Live Music This Week: New Street

New Street Saturday, Feb. 1, 8 p.m. Ironwood Stage & Grill, 1229 9th Ave. S.E. Admission: $10 There’s a reason making music is called “playing,” and Calgary quartet New Street gets that. “We’re just in it to have a nice time,” says Adrienne Weare, vocalist, guitarist and percussionist with the…

New Street
Saturday, Feb. 1, 8 p.m.
Ironwood Stage & Grill, 1229 9th Ave. S.E.
Admission: $10

There’s a reason making music is called “playing,” and Calgary quartet New Street gets that.

“We’re just in it to have a nice time,” says Adrienne Weare, vocalist, guitarist and percussionist with the band, which also includes bassist and producer Dale Ulan, and multi-instrumentalists Carmen Marquis and Corry Ulan, who also plays in acoustic folk-pop foursome Magnolia Buckskin.

“If we get sick of something, we don’t play it anymore. We play for the joy of playing, so we don’t get bogged down too much by what we should or shouldn’t do, which is nice. The point is not to get too stressed out about anything.”

New Street has been a going concern since 2003, playing original music that draws on a wide range of influences and traditions to create “funky folk blues,” Weare says. The band’s album, A Curious Affair, overlays propulsive basslines with roots, funk, folk, jazz and world music sounds. It adds up to something that’s at once accessible and unusual.

Corry Ulan

Part of the magic is the blend of formal musical knowledge and training, or lack thereof, in the band.

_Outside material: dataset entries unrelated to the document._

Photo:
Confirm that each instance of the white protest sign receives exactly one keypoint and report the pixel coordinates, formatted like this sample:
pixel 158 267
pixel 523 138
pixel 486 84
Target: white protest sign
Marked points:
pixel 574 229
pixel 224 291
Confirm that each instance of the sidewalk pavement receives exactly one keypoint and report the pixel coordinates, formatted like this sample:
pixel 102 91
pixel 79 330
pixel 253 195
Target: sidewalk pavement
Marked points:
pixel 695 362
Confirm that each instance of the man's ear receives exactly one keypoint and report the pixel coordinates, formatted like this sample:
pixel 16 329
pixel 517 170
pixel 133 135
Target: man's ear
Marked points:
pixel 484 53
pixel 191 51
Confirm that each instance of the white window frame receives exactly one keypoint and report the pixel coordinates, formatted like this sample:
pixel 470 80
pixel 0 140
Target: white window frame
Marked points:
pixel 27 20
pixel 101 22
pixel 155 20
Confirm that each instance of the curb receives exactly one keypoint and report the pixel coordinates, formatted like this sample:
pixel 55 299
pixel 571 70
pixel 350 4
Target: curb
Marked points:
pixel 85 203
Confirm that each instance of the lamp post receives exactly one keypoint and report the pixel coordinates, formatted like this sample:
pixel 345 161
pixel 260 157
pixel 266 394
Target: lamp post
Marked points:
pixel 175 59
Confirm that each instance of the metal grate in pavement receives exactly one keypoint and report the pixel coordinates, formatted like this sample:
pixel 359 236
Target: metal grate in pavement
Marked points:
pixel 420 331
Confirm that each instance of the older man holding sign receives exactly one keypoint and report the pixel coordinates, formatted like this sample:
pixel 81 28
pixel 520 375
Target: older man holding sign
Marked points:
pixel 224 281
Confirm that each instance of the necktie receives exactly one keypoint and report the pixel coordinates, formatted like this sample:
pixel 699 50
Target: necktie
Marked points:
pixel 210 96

“I don’t have a musical background at all,” Weare says. “I don’t know the first thing about music, but Corry does. I make up guitar chords and all kinds of stuff, and she can work with it and make sense out of it. It works really well.”

Saturday’s show at the Ironwood will be rich in variety, with New Street playing a couple of sets, punctuated by short performances including dance and an opera set by soprano Michelle Sinclair, mezzo-soprano Angela Cavar and pianist Eleanor May, and perhaps some other surprises.

“The main point, for me, is that people do such beautiful and interesting things that don’t get seen. It’s not enough for a whole show, but for five or 10 minutes it’s beautiful. I like having different things happening,” Weare says. “We like to try new things, make it sound good, new ways of presenting ideas – things you can put music around.

“Apparently, we’re quite easy to listen to,” she adds. “We’re not loud.”